Consider the attention currently given to unstructured big data. Organizations that a year or two ago were showing cursory interest in big data and associated enabling technologies (such as Hadoop and MapReduce) now recognize the need to integrate and analyze vast volumes of both structured and unstructured data. Furthermore, many of these organizations wish to directly and quickly analyze data stored in non-relational data structures without having to first extract data from these sources and load the data into a relational database. This may require modifying their existing data warehouse architectures to accommodate their latest needs.
Cloud technology is no longer just a low-cost solution for organizations that lack an IT infrastructure or don't want to invest in on-premise hardware and software.
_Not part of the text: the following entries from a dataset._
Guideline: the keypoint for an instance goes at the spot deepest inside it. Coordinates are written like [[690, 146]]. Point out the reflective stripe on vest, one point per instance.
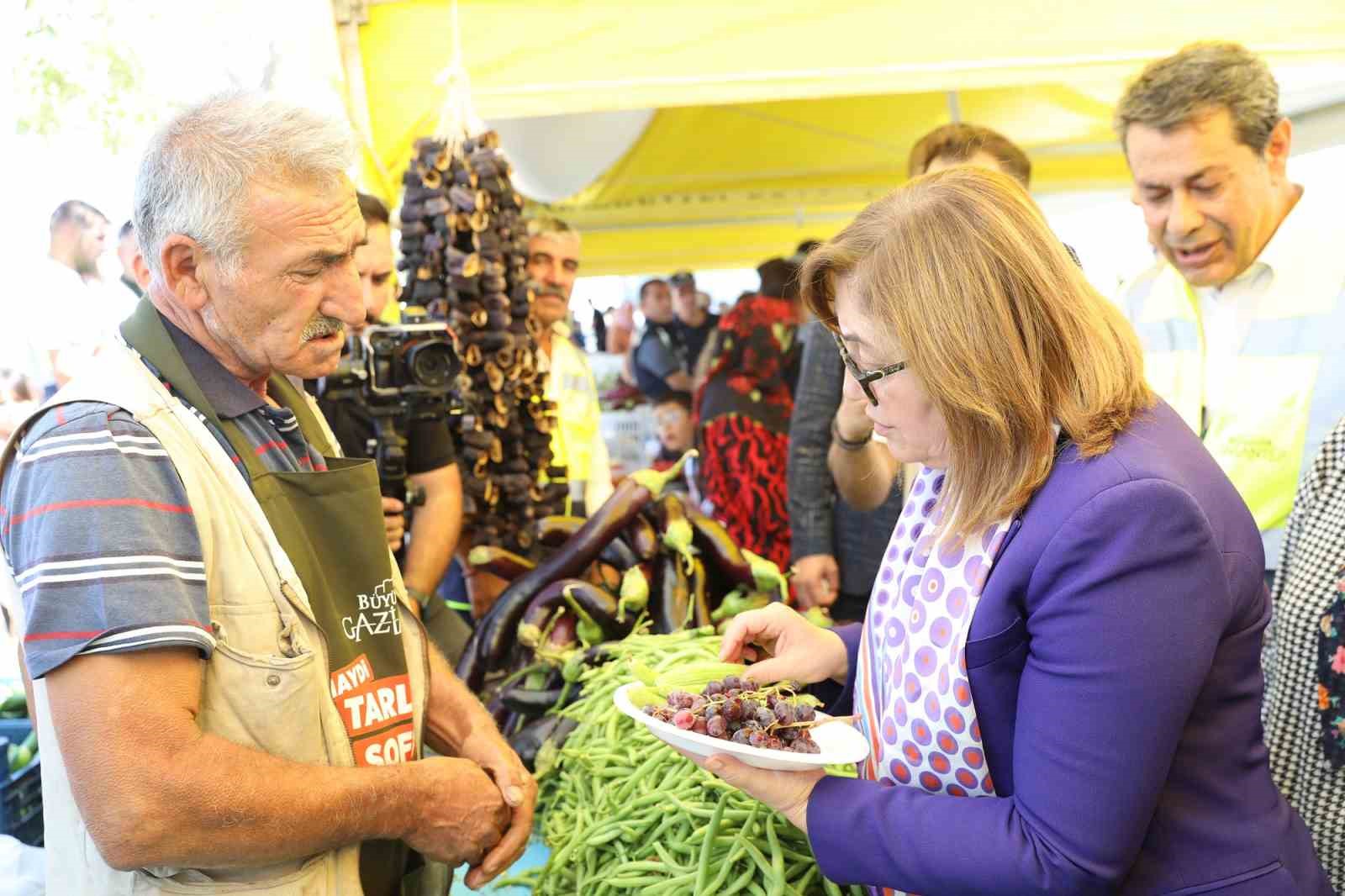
[[1288, 389]]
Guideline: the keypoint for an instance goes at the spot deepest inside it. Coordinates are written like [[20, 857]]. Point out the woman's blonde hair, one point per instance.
[[959, 271]]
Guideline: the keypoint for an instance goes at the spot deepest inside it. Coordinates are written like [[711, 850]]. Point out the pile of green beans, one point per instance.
[[623, 813]]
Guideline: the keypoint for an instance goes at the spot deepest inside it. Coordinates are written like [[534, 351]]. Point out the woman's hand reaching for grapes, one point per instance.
[[784, 646]]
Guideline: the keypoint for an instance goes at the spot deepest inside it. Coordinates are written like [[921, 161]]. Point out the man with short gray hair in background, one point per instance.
[[71, 314], [229, 694], [1242, 315]]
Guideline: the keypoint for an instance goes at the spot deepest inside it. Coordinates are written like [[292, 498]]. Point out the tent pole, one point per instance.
[[350, 15]]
Cloud technology (which I believe derives from the timesharing days of the late 1960s and early 1970s but connects over the Internet rather than telephones and 120-baud acoustic couplers!), is now gaining wide acceptance as a component of an organization's overall data warehousing architecture.
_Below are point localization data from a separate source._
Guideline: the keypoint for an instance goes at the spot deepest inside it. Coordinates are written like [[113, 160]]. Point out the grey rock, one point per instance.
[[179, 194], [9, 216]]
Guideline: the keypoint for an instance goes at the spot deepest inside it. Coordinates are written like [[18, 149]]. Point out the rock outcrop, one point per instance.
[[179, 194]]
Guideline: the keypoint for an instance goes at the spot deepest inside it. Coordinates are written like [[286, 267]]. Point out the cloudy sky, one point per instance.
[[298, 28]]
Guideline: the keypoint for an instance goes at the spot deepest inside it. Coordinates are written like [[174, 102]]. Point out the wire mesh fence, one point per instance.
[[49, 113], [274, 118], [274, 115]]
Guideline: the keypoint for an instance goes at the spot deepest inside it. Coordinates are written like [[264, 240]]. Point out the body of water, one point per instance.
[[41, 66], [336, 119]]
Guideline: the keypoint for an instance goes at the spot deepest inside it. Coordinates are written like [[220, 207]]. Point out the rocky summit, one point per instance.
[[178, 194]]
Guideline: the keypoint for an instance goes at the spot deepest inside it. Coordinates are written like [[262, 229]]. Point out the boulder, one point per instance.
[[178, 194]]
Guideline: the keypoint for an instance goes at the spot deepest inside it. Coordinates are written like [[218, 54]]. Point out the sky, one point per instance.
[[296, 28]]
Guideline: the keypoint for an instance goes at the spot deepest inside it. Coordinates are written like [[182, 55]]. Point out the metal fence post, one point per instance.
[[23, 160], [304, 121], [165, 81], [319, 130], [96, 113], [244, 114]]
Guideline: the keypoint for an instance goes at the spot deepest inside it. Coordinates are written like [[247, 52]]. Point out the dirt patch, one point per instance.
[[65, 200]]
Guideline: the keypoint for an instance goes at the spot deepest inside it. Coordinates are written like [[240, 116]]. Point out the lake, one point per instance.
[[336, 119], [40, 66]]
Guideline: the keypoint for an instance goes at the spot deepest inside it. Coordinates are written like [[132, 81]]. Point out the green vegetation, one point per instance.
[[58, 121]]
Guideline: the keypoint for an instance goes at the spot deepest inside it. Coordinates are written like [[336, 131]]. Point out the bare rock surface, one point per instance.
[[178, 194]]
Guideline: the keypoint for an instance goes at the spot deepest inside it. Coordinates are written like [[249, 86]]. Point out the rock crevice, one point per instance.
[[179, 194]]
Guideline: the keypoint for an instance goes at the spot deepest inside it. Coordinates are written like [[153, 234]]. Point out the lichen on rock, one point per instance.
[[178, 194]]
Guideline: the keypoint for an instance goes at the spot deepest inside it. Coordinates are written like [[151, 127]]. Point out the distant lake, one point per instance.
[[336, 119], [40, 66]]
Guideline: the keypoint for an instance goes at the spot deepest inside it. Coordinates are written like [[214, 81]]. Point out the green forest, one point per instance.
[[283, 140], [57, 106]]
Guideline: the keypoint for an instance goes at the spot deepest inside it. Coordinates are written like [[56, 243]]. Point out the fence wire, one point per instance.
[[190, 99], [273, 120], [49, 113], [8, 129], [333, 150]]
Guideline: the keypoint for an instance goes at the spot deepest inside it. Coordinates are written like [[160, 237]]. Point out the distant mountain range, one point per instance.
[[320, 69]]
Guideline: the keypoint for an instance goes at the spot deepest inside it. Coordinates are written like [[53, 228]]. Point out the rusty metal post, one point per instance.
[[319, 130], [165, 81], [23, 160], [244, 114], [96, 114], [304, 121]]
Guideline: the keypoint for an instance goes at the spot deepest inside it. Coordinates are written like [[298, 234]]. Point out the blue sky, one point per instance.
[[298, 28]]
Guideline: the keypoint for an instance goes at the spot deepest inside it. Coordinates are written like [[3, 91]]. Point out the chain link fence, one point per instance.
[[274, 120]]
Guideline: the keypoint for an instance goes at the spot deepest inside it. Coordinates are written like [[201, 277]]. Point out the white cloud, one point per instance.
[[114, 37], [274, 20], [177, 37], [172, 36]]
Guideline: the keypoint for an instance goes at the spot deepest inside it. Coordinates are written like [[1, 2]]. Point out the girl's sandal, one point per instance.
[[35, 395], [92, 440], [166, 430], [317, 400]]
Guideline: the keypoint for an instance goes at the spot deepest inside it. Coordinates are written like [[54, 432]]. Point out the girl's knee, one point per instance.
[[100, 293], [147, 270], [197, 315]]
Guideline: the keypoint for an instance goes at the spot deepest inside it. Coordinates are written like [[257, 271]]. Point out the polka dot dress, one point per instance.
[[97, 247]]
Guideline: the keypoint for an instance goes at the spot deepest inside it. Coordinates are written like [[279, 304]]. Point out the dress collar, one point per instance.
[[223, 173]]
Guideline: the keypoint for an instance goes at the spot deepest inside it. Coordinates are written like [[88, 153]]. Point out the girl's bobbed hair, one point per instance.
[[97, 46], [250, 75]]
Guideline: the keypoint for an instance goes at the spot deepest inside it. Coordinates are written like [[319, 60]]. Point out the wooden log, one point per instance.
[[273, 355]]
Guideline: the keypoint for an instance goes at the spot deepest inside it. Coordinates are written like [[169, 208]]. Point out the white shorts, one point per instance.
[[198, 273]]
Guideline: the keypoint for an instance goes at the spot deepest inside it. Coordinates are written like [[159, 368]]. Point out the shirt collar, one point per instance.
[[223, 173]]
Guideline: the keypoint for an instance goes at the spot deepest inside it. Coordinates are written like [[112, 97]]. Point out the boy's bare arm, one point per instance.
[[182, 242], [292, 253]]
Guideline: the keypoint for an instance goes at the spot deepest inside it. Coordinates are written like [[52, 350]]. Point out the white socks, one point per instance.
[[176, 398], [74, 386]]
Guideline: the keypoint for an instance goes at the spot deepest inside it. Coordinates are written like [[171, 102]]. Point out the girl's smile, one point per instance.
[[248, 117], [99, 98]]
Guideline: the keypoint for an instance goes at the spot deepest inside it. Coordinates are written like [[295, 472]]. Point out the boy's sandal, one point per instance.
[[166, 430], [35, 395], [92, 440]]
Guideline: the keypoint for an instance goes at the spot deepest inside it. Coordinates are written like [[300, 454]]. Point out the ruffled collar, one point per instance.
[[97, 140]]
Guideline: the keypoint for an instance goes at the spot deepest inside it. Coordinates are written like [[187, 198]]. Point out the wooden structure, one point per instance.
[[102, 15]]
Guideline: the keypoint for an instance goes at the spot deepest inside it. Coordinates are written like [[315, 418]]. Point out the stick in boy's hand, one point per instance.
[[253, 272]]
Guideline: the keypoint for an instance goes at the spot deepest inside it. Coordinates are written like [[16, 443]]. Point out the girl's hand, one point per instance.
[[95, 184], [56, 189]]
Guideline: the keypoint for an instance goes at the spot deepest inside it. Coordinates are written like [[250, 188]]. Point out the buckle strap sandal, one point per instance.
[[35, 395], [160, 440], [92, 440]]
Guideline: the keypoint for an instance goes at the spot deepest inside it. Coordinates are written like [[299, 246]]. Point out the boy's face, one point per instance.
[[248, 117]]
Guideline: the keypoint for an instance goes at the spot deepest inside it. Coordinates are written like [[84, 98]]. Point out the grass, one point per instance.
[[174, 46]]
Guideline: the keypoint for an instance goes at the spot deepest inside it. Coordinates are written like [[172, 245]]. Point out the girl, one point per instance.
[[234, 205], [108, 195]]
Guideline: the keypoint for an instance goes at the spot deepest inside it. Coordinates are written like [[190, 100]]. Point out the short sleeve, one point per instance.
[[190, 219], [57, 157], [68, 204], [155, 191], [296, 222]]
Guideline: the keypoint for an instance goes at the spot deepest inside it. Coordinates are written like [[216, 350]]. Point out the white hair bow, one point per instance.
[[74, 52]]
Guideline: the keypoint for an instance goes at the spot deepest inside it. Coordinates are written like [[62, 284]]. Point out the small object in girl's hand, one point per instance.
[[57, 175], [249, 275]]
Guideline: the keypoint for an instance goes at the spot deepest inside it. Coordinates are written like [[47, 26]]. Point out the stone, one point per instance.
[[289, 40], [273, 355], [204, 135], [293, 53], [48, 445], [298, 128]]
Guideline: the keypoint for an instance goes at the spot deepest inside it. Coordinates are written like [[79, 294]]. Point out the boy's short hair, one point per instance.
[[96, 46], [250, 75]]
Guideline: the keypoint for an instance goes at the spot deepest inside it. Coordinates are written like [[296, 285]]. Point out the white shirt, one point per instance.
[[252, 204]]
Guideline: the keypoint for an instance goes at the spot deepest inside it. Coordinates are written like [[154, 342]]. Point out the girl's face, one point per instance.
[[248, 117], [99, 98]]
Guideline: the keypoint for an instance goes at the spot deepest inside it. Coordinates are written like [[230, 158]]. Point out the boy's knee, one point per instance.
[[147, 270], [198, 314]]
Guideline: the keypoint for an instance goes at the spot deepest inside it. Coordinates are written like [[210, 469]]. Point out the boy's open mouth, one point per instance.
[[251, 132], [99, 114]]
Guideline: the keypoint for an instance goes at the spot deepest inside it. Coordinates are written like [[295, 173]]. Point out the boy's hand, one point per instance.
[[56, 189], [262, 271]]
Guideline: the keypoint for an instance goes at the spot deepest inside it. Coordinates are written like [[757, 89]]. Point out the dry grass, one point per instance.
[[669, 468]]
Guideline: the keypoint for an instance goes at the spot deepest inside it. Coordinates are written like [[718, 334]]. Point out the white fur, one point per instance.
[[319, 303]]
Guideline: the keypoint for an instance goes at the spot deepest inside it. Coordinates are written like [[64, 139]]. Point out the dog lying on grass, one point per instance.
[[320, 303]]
Consider a Vendor's Track Record of Responding to Change
One way to be better prepared for dealing with future requirements is for organizations to consider, as part of their product selection criteria, a vendor's track record of responding to new technology.
For example, when evaluating data integration vendors, consider how quickly the vendor was able to work with new data sources. For database vendors, consider how rapidly the vendor incorporated new data structures (e.g., XML), enhanced its offering with features such as column-orientation, or extended its SQL syntax to incorporate MapReduce functions. For BI vendors, consider how soon a vendor was able to directly work with new database offerings (e.g., Hadoop). Organizations should also seek out business intelligence vendors that have embraced mobile technology across a variety of portable devices; vendors with a proven track record of working with today's devices will likely be able to work with tomorrow's devices as well. Organizations should also consider a vendor's current or planned cloud-based offerings.
One of the hallmarks of an agile data warehousing environment is its ability to quickly respond to changing user requirements. Organizations need to create data warehouse architectures that address their current requirements and that are flexible enough to be able to quickly respond to their future needs as well. One way to make this possible is to work with vendors that have a proven track record of being able to rapidly respond to, and work with, the continuing evolution of data warehouse technologies.